The head of the World Health Organization (WHO), Tedros Adhanom Ghebreyesus, on Wednesday urged countries to hold off on giving booster shots until at least a tenth of the population in all nations is vaccinated against COVID-19.
"[The] WHO is calling for a moratorium on boosters until at least the end of September to enable at least 10% of the population of every country to be vaccinated,'' Tedros said.
His remarks come as the US. Germany, France, Israel and many other Middle Eastern countries have begun, or are set to begin, giving people an extra dose of COVID-19 vaccines. Health officials are trying to curb the spread of the highly transmissible delta variant of the coronavirus.
Later on Wednesday, however, the US dismissed the issue of giving booster shots vs. helping other countries as a "false choice."
"We believe we can do both and we don't need to make that choice," said White House Press Secretary Jen Psaki.
"I understand the concern of all governments to protect their people from the delta variant," Tedros said.
"But we cannot accept countries that have already used most of the global supply of vaccines using even more of it."
Katherine O'Brien, the director of immunization vaccines and biologicals at the WHO, told reporters that it was imperative to vaccinate at-risk groups before booster programs got underway.

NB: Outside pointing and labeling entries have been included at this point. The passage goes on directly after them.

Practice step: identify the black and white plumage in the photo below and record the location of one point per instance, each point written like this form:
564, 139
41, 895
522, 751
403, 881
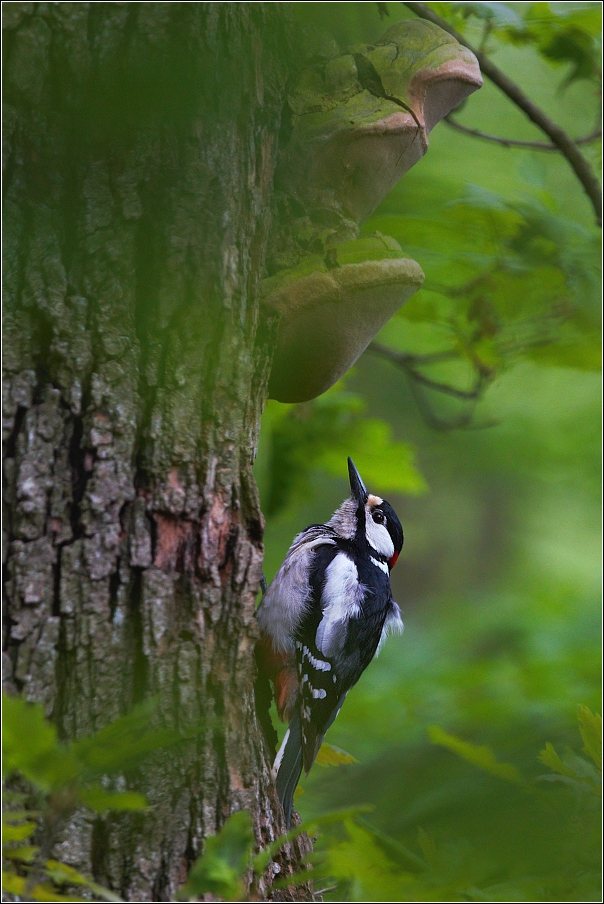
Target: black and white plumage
323, 619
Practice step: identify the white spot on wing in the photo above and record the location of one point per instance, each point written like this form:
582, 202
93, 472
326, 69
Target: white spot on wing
342, 597
279, 756
319, 664
392, 625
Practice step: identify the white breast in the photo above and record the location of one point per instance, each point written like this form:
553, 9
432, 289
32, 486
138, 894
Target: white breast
342, 598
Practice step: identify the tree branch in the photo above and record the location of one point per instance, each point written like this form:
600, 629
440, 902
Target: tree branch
516, 143
407, 362
563, 142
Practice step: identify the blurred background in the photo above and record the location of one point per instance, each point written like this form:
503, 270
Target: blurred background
498, 493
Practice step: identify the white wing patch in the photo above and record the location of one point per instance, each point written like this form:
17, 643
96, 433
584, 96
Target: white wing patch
342, 595
392, 625
285, 601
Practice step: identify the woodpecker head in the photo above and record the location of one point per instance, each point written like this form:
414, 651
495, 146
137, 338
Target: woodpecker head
369, 520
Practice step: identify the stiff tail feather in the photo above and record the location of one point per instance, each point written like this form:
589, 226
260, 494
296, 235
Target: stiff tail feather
288, 764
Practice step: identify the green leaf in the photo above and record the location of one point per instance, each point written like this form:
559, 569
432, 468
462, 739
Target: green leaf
17, 833
591, 731
13, 884
221, 869
124, 741
482, 757
26, 853
329, 755
63, 874
100, 800
30, 746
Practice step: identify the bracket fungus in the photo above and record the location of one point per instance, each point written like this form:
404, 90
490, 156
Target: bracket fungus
359, 122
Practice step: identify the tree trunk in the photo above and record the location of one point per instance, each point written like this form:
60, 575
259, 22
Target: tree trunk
138, 162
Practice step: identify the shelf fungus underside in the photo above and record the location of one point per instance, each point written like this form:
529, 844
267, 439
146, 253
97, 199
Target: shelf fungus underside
359, 122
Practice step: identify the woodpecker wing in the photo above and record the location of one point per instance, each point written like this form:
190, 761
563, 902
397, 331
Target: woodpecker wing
335, 642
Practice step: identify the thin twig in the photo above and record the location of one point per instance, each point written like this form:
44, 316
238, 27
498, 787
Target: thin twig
564, 142
516, 143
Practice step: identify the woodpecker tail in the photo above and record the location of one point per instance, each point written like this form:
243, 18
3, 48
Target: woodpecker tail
288, 764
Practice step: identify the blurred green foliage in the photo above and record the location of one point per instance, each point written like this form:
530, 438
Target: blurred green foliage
499, 579
59, 778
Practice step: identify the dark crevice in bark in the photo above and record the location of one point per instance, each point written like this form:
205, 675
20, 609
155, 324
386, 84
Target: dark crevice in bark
81, 461
56, 573
114, 587
66, 665
10, 447
140, 666
98, 850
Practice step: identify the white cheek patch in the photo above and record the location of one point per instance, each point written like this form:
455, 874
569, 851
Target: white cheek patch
381, 565
378, 537
342, 595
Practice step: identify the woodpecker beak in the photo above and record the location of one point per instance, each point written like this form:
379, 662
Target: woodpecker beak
357, 487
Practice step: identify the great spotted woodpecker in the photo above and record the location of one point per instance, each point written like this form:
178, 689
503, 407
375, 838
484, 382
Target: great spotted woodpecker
323, 618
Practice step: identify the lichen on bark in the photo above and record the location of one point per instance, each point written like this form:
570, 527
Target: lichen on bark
138, 162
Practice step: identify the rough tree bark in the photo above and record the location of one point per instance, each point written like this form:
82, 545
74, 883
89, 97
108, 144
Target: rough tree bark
140, 142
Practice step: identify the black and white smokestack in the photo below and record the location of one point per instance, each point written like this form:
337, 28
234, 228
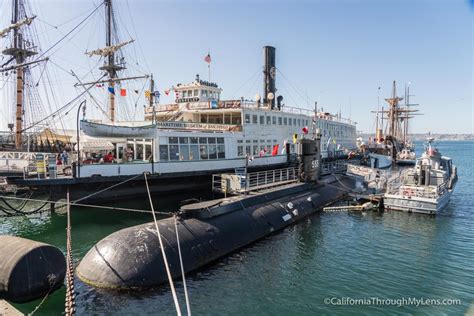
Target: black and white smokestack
269, 74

"We need instead to focus on those people who are most vulnerable, most at risk of severe disease and death, to get their first and second doses," she said.
O'Brien also said that it remained to be proven whether giving booster shots to people who are already fully vaccinated actually does increase immunity to any major extent.
"The evidence is evolving. It's moving. We don't have a full set of evidence around whether this is needed or not,'' O'Brien said.
Last week, Israel kicked off its campaign to give booster doses to the over-60 age group amid a resurgence of COVID-19 fueled by the delta variant.
The US signed a deal in July to buy 200 million doses of the BioNTech/Pfizer COVID vaccine to be used for possible booster shots and in pediatrics.
German health ministers on Monday unanimously approved a plan to begin administering COVID-19 vaccine booster shots to elderly and at-risk citizens next month.
France also announced in mid-July that booster shots would be offered to vulnerable groups who were first vaccinated in January and February this year.
The UK is also considering launching a booster vaccination campaign.